The Daily Mail is of course most worried that this will lead to a rise in abortions. What they ought to worried about is if the test works at all. Scams based on sex prediction have been around for a while. The thing to look for that might indicate that the test is a fake is to look and see if the company offers a money back guarantee if they get it the prediction wrong.
Why should that be? Surely this should give peace of mind? Exactly. This is how the scam works:
As the scammer, you do not need to do any test at all, or you can do any sort of unreliable test you like. Send back your result to the customer – boy or girl. This could be random or as a result of your dodgy test. If the test is right, you keep your fee. If the test is wrong, and the customer complains, send the money back. Even with a completely random prediction, you will get to keep at least half your money. At nearly £200 per test you will make over £100 per test, even if you are rubbish! The money-back scheme, far from providing peace of mind, lures you into the scam.
So, is DNA Worldwide one of these scammers or have they made a breakthrough?
Looking at their web site reveals they offer a MONEY BACK GUARANTEE!!!

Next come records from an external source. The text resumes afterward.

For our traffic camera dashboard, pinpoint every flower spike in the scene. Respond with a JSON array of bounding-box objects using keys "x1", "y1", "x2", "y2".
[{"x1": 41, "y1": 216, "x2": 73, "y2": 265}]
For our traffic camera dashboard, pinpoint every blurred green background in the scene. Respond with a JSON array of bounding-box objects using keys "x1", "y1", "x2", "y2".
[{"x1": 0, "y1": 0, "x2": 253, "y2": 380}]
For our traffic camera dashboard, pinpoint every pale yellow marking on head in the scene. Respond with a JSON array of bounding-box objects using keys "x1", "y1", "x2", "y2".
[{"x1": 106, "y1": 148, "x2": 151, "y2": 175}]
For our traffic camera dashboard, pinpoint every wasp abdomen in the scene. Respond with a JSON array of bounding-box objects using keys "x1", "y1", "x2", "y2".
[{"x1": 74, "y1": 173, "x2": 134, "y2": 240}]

They provide a reference to a published article in Science Journal no less. But on inspection, this is not a paper on this laboratory’s results, but comment on this sort of test. Now, I do not have a subscription to the article, (and nor will most customers of DNA Worldwide) but the article has been cited by other scientists and the title of a paper by Bianchi is At-Home Fetal DNA Gender Testing: Caveat Emptor. This really says it all. Why would they provide evidence that their customers cannot access?
One article that we can get hold of, from the American Society of Reproductive Medicine, discusses this test in some detail. It notes that this sort of testing promises the scientific credibility of a DNA test, but without the published evidence to give us reassurance. The legal position of such testing may be in a grey area as the company claims this is not a ‘medical test’. They may be right, being a boy or a girl is not a ‘medical condition.’

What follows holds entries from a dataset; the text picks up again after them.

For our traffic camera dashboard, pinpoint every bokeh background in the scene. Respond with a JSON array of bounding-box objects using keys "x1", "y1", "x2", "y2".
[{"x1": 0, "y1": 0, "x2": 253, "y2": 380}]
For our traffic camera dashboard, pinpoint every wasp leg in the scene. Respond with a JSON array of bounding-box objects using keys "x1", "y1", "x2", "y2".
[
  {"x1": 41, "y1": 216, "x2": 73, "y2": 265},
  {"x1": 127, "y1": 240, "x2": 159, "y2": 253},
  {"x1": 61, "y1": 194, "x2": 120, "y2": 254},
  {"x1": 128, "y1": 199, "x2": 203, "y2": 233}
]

Until such time that companies like these publish their success rates in independently reviewed journals, we should be very wary. Buyer Beware indeed.
UPDATE 5th May
Thanks to the kind reader who has allowed me to look at the Science article used as proof of the results for this lab. And as suspected, the article is not a paper but a discussion of the lack of good data to show how accurate home testing is and what a dodgy ethical minefield the whole thing is.
Now DNA Worldwide. I do not know if you are just one more quack laboratory or not. I was going to ask you to publish your data to show that you really are better than 99% accurate. But there is a much easier way for all of us to feel reassured that at least your tests are good.

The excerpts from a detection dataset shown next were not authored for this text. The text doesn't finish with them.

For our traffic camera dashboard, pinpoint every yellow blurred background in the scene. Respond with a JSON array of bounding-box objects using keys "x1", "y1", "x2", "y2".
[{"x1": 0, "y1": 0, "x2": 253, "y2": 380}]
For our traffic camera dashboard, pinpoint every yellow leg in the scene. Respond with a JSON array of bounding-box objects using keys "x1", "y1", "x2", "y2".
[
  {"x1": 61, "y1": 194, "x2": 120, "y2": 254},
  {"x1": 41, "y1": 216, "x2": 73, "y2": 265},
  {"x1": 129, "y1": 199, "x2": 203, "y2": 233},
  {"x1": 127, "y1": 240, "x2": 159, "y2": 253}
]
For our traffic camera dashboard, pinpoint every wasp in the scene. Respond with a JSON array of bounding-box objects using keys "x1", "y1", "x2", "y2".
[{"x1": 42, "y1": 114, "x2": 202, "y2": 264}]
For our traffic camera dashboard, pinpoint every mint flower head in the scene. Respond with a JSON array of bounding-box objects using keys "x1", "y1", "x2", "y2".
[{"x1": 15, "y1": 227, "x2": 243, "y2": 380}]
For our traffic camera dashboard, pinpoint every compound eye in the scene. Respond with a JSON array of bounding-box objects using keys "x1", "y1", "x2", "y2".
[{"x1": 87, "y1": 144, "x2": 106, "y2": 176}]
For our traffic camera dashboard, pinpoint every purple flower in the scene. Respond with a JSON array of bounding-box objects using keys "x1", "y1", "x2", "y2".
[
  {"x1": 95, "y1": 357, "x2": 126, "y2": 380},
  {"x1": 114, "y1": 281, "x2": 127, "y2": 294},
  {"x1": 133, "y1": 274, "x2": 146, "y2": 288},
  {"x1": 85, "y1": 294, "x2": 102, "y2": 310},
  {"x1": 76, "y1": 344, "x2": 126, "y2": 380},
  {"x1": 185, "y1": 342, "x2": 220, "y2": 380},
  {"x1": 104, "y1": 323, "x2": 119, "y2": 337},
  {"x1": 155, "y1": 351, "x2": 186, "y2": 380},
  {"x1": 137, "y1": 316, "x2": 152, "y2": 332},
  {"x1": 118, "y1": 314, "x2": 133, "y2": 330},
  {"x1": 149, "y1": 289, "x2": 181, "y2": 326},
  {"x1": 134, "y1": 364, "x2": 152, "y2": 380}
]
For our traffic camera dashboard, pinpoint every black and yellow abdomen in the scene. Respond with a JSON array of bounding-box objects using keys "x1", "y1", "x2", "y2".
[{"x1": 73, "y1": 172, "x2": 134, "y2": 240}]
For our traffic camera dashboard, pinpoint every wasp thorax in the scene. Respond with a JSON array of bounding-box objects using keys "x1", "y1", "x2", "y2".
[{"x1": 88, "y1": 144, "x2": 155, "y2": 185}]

Instead of offering a money back guarantee, like all the scammers in the past, offer ten times your fee back if you get the result wrong. It should not cost you much if you are as accurate as you claim you are. You will only loose money if you are less than 90% accurate. Resonable? A small price for real confidence in your result. But if you are not as good as you say you are, you will be out of business in 9 months.
What do you say?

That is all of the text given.